The Board of Governors announced Friday that Peter Hans, the current president of the North Carolina Community College System, will be the new president of the University of North Carolina System. Hans will assume the role in August. 

The news comes after a months-long search delayed by COVID-19. Hans succeeds Margaret Spelling, who resigned in 2019 after serving three years in the position. William Roper, dean of the UNC School of Medicine, has served in the interim. 

The news was led by a joint statement from Senate leader Phil Berger, House Speaker Tim Moore, and Governor Roy Cooper, which was released while the emergency Board of Governors closed-door meeting was still in session. 

The Board of Governors vote on the new head of the 17-campus public university system was unanimous. 

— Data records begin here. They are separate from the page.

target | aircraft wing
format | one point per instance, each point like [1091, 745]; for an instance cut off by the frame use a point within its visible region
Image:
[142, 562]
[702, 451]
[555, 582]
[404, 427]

“Peter Hans has done tremendous work as president of the N.C. Community College System, and he’s the right choice for UNC System president,” the joint statement, released through Senator Berger’s office, read. “That we all agree on Peter is a testament to the respect he commands as a competent, able leader.”

Hans, a graduate of UNC-Chapel Hill, previously served on Board of Governors in 2003, 2007, and 2011, and led the board as chair from 2012 to 2014. He has been president of the North Carolina Community College System (NCCCS) since May of 2018. 

Hans also has a history in state politics and has served as an advisor to prominent Republicans like Elizabeth Dole, Lauch Faircloth, and Richard Burr. 

Although his more recent political appointments have included bipartisan collaborations, Hans has long taken conservative stances. In a 1988 Daily Tarheel article, Hans, then an undergraduate at UNC-Chapel Hill and a spokesman for the student panel advising a conservative group called Campus Watch, was involved in an initiative to stop student fees from going to the Carolina Gay and Lesbian Association.

The article mentioned that the three students quoted, including Hans, were “personally opposed to homosexuality,” with Hans stating that his views on homosexuality were “irrelevant to the debate.” 

The INDY reached out to Hans for comment on The Daily Tarheel article, which was not immediately returned.